À l'heure actuelle, l'historienne n'a étudié que les témoignages écrits des Européens, des sources d'une grande richesse, mais qui demeurent partielles et partiales. Au cours des prochains mois, elle entend regarder du côté de l'histoire orale pour mieux comprendre le rapport qu'entretenaient les Amérindiens à l'égard du tabac. Sylvie Savoie continuera de mener en parallèle ses autres travaux. Chargée de cours au Département d'histoire et de sciences politiques depuis une douzaine d'années, elle travaille à plusieurs projets d'histoire amérindienne, dont un site Internet consacré aux Autochtones de 1500 à nos jours, financé notamment par le ministère de l'Éducation du Québec. La spécialiste des études autochtones a par ailleurs dirigé le plus récent numéro de la revue Recherches amérindiennes au Québec, qui porte sur les Abénakis.

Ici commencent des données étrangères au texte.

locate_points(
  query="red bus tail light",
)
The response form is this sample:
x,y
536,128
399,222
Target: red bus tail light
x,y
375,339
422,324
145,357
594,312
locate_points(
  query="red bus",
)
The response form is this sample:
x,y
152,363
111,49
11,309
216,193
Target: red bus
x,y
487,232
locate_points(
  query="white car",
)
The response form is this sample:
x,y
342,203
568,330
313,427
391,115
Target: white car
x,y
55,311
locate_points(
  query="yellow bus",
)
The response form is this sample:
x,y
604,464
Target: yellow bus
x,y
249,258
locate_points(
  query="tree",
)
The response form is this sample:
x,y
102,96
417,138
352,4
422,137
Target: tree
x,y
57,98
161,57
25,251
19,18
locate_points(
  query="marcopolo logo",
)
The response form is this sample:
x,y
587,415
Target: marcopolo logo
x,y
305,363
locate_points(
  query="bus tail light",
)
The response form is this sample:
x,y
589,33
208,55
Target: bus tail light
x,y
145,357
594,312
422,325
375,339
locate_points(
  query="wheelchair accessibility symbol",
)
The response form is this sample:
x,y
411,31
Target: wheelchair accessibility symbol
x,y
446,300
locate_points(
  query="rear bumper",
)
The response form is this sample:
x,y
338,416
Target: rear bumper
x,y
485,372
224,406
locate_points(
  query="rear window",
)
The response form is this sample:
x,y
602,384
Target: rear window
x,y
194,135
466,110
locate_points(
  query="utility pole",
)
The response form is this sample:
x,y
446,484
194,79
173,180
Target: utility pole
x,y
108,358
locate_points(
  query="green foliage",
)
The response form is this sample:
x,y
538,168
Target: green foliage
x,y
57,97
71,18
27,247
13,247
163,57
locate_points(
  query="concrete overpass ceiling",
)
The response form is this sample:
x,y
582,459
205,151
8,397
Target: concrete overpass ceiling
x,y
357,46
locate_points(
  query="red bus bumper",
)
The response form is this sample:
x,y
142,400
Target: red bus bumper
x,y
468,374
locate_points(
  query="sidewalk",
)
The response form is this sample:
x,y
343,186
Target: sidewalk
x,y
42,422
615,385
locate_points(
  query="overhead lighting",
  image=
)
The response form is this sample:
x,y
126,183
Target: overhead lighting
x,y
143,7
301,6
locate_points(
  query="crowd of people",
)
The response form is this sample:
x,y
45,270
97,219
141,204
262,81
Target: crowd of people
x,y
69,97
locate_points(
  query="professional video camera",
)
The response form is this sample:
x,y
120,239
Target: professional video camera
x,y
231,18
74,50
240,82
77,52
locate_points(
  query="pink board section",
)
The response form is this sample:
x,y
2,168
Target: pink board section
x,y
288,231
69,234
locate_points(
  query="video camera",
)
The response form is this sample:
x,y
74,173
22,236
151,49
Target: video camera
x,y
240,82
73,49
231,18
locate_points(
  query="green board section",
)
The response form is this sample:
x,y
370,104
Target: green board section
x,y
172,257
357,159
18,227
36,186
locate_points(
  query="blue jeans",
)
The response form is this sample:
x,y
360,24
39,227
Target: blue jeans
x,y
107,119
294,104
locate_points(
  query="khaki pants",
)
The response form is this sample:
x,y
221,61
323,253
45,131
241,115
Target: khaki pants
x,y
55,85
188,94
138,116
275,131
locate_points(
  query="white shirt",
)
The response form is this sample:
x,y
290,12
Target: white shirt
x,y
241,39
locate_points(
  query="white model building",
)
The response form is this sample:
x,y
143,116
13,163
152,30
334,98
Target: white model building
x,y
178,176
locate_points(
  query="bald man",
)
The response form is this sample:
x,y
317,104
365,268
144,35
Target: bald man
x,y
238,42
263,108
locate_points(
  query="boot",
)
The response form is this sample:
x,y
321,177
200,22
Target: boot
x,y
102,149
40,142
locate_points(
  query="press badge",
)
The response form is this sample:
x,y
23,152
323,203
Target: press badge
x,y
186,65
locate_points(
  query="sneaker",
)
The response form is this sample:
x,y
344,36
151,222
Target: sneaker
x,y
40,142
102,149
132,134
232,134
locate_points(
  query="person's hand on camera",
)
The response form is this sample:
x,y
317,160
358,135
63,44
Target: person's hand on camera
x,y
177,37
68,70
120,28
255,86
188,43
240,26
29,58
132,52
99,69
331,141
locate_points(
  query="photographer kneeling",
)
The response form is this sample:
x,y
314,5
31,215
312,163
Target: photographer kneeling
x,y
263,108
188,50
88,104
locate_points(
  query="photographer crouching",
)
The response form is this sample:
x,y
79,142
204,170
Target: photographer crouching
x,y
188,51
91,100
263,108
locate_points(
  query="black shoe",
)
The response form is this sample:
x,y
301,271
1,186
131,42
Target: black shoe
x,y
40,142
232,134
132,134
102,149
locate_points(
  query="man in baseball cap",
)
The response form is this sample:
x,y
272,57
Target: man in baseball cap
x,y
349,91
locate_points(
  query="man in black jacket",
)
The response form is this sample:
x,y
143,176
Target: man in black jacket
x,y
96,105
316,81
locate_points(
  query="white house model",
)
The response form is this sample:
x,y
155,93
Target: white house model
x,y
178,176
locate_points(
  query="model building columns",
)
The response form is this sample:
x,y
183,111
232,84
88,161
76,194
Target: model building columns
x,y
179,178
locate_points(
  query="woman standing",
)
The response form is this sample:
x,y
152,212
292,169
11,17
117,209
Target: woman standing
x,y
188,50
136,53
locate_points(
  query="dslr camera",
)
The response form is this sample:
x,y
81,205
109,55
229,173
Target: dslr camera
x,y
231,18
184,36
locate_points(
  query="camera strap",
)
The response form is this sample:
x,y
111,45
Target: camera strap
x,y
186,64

Un colloque riche en réflexions
Au total, plus d'une vingtaine d'universitaires de provenances et d'horizons divers (archéologie, histoire, théologie, anthropologie et droit) ont présenté les résultats de leurs travaux dans le cadre de ce premier colloque sur la Transformation historique des systèmes religieux amérindiens. Un colloque qui visait, comme l'indique Claude Gélinas, professeur à la FATEP et principal organisateur de l'événement, «à brosser un portrait général et multidisciplinaire de la façon dont les religions amérindiennes se sont transformées au cours de l'histoire, depuis les religions «traditionnelles» de la préhistoire en passant par l'acculturation religieuse et les conversions de l'époque coloniale, jusqu'au renouveau spirituel actuel». Le mandat était large. Il embrassait l'ensemble des Amériques, de la période précolombienne à aujourd'hui.
Parmi les participants, on trouvait aussi des Amérindiens. Le chef régional de l'Assemblée des Premières Nations du Québec, Ghislain Picard, a souligné l'importance d'un tel événement à un moment où certaines nations amérindiennes semblent faire face à un cul-de-sac en matière spirituelle, dans la mesure où les membres connaissent de moins en moins leur histoire et se voient forcés d'emprunter aux autres nations. L'Abénakis Michael Benedict a quant à lui montré comment il a acquis raison et équilibre au contact de son dieu. L'Attikamek Charles Coocoo a offert une présentation sur la tradition et le Nouvel Âge dans les mouvements d'affirmation culturelle autochtone, et Carmen Petiquay a livré un témoignage sur le rôle de la spiritualité dans la guérison des autochtones aux prises avec des dépendances.